Grok from nginx-module gets error

Hello!
I have nginx-module enabled in filebeat.yml:

filebeat.modules:
- module: nginx
  access:
    var.paths: ["/testvar/nginx/access.log"]
  error:
    var.paths: ["/testvar/nginx/error.log"]

output.elasticsearch:
  hosts: ["localhost:9200"]

setup.kibana:
  host: "localhost:5601"

And all logs like:

127.0.0.1 - 127.0.0.2 - [02/Aug/2018:11:57:45 +0300] "adress.ru" "POST /smth" 

are parsed in ElasticSearch.
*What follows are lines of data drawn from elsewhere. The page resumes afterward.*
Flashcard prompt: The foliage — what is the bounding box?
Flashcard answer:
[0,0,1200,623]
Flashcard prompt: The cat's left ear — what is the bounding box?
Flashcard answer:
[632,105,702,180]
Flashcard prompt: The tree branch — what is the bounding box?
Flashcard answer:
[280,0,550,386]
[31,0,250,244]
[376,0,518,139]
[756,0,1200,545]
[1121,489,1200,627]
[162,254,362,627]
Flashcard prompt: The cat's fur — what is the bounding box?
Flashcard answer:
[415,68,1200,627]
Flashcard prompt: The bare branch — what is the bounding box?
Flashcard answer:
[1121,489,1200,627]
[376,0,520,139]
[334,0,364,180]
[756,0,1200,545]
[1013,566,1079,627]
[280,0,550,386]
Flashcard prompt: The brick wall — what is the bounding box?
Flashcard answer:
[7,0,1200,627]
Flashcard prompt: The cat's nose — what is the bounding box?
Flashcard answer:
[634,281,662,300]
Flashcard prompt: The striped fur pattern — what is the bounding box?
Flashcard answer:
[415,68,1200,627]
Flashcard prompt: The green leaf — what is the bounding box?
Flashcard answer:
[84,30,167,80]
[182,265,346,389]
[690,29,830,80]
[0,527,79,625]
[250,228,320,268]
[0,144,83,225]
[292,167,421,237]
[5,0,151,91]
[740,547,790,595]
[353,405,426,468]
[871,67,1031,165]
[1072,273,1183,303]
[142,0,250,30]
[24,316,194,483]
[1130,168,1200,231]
But with logs like:

-- 127.0.0.2 - [02/Aug/2018:11:57:45 +0300] "adress.ru" "POST /smth"

Kibana gets filed message.error with entry like:

Provided Grok expressions do not match field value:[...]

Any thoughts what I can do to improve my nginx-module?

Thanks @g.myznikov.tinkoff

I have added the above line in our integration test suite and I can reproduce the error:

AssertionError: not error expected but got: {u'beat': {u'hostname': u'sashimi', u'name': u'sashimi', u'version': u'7.0.0-alpha1'}, u'@timestamp': u'2018-08-08T14:20:02.157Z', u'offset': 2346, u'fileset': {u'name': u'access', u'module': u'nginx'}, u'source': u'/Users/ph/go/src/github.com/elastic/beats/filebeat/module/nginx/access/test/access.log', u'host': {u'name': u'sashimi'}, u'error': {u'message': u'Provided Grok expressions do not match field value: [-- 127.0.0.2 - [02/Aug/2018:11:57:45 +0300] \\"adress.ru\\" \\"POST /smth\\"]'}, u'input': {u'type': u'log'}, u'message': u'-- 127.0.0.2 - [02/Aug/2018:11:57:45 +0300] "adress.ru" "POST /smth"', u'prospector': {u'type': u'log'}}

It look like that the following grok pattern is stricter than some real world use case.

 "pattern_definitions": {
        "IP_LIST": "%{IP}(\"?,?\\s*%{IP})*"
},

Can you tell me what is the version of nginx you are running? Also are you using the default log format for nginx or a custom one?

I use nginx version 1.12.1. I have not changed log format so it is probably default.

This topic was automatically closed 28 days after the last reply. New replies are no longer allowed.